I open the door, which looks exactly like the door in my world, right down to the lock.

Enough of that. It is a house. People do not tear them down and rebuild when fashions change. I have stayed in everything from a modern London flat to one that belonged back in Elizabethan times, right down to the decor.

I march to the top of the stairs and—

A clatter from below. A clatter, and then an oath.
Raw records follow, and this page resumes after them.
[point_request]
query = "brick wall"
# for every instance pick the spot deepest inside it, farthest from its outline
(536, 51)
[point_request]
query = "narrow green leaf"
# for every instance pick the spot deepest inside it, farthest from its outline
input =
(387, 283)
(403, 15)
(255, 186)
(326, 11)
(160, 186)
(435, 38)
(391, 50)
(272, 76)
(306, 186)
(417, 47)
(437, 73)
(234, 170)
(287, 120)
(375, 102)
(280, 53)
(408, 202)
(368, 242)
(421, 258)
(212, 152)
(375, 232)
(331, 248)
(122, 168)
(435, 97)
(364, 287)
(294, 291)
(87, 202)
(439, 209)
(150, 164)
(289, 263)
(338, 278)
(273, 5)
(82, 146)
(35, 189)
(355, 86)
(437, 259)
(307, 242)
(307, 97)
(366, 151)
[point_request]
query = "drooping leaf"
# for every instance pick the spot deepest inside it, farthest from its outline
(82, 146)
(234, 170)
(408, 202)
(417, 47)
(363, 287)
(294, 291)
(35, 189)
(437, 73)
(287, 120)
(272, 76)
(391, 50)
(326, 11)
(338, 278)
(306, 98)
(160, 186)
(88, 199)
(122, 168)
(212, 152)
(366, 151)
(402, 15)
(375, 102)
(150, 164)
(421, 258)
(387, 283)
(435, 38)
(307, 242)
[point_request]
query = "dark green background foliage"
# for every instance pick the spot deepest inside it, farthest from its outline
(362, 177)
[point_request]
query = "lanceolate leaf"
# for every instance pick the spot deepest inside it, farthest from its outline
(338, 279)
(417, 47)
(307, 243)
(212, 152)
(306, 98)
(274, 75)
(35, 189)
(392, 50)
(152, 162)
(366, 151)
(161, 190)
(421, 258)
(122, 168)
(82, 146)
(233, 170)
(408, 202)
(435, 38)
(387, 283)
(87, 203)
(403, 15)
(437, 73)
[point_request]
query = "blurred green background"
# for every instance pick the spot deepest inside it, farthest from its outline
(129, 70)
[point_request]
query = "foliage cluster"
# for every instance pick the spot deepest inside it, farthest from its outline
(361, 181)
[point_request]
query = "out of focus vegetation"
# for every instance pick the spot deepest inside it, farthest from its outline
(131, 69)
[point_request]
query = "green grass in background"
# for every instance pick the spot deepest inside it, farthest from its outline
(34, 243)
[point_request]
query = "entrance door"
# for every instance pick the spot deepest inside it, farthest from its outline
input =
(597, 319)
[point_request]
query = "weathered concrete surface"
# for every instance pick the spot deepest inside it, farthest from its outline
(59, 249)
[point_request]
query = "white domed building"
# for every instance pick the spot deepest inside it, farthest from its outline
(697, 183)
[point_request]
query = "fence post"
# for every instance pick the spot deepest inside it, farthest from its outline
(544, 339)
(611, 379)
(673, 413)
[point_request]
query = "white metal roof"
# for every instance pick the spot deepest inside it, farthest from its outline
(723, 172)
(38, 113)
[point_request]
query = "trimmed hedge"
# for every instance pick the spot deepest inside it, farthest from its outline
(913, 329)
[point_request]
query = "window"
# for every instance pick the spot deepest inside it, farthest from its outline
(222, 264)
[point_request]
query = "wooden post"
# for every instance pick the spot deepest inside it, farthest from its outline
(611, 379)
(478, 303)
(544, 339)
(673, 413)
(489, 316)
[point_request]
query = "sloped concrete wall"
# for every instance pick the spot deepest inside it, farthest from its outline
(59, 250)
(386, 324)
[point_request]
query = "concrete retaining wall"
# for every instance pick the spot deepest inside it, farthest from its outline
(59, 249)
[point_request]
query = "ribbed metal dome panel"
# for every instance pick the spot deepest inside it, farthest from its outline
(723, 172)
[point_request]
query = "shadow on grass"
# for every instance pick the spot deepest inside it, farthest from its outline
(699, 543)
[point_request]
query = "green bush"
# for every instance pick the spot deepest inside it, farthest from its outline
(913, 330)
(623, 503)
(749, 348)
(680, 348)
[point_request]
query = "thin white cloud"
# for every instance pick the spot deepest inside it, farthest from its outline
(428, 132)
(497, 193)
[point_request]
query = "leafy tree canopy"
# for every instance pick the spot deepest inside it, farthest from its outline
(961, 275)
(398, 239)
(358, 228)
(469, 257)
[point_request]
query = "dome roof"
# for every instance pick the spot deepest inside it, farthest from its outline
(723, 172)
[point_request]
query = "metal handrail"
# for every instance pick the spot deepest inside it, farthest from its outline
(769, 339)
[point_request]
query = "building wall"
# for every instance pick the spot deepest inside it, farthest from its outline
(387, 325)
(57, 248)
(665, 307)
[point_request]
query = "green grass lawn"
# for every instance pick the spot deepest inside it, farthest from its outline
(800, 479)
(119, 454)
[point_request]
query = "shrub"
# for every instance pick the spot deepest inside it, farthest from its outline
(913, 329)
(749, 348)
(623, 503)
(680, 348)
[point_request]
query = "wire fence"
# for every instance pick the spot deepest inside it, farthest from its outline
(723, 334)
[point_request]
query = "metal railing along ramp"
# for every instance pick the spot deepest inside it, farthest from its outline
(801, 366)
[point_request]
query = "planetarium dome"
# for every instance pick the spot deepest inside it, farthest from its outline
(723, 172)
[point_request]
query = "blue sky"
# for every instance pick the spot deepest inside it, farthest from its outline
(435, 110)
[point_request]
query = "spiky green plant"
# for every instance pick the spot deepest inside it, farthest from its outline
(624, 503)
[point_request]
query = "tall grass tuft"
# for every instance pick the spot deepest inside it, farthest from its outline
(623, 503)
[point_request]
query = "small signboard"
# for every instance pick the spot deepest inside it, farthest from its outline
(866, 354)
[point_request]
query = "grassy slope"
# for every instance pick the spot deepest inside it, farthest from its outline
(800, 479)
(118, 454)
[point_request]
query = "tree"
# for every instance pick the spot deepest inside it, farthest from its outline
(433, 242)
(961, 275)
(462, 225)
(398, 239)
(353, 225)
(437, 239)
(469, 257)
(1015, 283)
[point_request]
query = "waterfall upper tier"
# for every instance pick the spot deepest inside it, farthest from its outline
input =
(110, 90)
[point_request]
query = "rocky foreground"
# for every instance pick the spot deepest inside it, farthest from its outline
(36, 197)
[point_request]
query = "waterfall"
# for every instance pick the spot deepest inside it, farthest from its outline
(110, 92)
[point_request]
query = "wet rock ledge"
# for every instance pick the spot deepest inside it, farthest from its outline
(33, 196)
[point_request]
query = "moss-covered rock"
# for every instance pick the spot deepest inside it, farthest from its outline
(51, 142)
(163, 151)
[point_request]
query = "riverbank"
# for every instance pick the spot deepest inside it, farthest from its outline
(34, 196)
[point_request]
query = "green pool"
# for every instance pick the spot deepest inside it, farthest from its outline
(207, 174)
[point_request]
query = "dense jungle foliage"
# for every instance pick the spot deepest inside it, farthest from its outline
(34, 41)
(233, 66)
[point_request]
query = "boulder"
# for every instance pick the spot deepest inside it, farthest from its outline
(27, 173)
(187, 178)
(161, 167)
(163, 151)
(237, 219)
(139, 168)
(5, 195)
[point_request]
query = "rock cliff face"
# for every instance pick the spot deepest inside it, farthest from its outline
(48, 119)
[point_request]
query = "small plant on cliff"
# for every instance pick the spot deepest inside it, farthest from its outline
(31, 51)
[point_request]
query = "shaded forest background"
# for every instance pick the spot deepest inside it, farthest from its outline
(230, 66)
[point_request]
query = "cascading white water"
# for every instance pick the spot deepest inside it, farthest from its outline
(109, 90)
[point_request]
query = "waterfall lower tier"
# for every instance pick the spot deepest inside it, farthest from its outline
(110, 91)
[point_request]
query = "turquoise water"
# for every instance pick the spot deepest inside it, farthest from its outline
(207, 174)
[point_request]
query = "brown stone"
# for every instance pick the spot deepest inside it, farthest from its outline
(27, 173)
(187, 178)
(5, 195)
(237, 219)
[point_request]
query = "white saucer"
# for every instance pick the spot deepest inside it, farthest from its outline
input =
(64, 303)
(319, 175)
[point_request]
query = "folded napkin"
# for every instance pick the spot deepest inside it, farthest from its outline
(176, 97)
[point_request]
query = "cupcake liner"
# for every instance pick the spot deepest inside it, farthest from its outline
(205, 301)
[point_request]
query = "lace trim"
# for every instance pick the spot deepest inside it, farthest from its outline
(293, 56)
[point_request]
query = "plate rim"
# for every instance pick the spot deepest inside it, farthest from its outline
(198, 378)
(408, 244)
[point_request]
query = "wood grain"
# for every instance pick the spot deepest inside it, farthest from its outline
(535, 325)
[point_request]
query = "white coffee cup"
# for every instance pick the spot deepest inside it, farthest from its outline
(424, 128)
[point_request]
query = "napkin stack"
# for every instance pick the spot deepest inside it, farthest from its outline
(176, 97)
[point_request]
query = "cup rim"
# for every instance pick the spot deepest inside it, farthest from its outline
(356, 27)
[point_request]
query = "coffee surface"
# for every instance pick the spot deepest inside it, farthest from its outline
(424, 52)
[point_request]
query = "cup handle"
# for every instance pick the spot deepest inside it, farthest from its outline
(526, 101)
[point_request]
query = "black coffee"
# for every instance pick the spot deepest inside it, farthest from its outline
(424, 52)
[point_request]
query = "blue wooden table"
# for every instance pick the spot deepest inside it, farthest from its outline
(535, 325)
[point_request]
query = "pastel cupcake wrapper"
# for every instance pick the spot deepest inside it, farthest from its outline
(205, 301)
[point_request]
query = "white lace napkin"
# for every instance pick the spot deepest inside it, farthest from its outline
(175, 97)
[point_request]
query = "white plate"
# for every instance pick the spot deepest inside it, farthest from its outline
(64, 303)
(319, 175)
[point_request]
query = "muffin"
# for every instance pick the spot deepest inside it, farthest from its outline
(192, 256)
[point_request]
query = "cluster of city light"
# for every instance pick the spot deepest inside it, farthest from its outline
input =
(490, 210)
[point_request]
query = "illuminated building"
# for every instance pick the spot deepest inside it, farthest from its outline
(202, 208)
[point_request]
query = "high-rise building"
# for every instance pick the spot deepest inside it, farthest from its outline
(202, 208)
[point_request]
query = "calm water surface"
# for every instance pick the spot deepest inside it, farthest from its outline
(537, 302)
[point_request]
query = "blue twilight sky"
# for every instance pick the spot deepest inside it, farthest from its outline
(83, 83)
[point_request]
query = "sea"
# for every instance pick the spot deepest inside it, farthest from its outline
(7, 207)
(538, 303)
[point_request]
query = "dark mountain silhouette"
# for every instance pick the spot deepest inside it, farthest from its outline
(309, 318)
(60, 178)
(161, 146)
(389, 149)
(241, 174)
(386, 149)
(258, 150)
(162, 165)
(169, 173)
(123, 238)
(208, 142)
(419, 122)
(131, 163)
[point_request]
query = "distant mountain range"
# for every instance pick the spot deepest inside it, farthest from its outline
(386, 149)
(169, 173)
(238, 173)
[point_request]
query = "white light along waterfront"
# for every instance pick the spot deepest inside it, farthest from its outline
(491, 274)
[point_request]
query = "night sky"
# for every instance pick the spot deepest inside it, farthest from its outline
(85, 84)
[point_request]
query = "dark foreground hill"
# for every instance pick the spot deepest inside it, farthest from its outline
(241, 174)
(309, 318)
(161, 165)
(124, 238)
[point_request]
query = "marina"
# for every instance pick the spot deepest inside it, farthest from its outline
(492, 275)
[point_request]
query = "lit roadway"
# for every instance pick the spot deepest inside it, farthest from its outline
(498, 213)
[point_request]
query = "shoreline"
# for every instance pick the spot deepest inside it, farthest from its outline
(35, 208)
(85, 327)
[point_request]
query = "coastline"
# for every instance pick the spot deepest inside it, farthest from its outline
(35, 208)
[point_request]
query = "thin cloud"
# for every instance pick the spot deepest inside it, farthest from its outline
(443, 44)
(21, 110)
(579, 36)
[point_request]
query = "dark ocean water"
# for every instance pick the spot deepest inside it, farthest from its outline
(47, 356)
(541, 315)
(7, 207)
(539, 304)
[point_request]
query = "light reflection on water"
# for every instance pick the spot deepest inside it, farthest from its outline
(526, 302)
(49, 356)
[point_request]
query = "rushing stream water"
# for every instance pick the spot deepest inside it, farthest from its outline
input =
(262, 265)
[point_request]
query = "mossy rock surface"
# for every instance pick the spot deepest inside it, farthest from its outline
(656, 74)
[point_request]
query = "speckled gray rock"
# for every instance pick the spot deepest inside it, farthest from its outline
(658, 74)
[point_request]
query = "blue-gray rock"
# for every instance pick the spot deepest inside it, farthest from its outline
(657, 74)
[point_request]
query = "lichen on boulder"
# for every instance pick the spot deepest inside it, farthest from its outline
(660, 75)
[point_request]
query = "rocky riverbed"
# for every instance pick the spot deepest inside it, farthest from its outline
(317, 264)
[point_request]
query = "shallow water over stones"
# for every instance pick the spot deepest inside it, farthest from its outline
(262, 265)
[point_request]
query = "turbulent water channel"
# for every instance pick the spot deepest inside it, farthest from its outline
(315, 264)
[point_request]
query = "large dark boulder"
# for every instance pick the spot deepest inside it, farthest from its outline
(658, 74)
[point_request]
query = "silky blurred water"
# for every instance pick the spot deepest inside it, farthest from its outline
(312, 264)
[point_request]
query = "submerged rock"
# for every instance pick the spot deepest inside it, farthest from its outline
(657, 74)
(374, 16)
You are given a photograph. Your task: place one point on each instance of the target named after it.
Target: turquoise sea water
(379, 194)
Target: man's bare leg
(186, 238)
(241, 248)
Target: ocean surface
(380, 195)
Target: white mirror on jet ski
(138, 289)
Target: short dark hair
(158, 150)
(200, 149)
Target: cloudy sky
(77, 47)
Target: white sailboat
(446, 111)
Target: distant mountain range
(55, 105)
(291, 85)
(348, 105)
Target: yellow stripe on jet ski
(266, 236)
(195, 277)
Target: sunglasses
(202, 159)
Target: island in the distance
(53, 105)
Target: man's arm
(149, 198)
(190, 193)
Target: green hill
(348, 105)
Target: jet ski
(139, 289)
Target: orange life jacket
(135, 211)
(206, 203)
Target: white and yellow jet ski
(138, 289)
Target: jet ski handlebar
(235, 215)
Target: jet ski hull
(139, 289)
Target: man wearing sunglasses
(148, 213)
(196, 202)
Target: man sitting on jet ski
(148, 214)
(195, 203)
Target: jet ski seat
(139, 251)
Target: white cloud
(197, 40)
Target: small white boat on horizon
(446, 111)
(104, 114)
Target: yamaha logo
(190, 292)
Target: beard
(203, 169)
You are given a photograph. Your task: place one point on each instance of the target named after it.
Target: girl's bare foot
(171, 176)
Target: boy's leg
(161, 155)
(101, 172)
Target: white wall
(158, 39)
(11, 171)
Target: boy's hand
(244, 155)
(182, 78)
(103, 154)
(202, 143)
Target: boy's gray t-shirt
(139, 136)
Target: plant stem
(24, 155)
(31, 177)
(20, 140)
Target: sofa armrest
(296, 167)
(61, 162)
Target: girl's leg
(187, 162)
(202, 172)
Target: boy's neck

I go still and listen. A muttering sounds after the oath, and while it’s too low to recognize it as more than a man’s voice, I know it is not William Thorne. He does curse, but the muttering is distinctly not his style. Also, William is in London with his family.

So who is downstairs?

In my time, the Thornes employ a shockingly small amount of staff for their social station. They are private people, which I can understand. I am often mistaken for being exceedingly outspoken and talkative, but when I am at home, I very much enjoy the quiet, closing my door even against Portia. Only when I am alone can I truly relax and be myself, and the Thornes have fashioned a cocoon where they do employ others—as they should, given their wealth—but they do not have the army of staff one might expect.

If I am correct, they have a housekeeper, a part-time nanny and a stableboy. What would they employ in the future? Perhaps their twenty-first century housekeeper is male. I should like to think such a thing is possible—the dream of a world where I would not need to write adventure tales under a man’s name and Portia would not need to sneak into medical lectures dressed as a boy.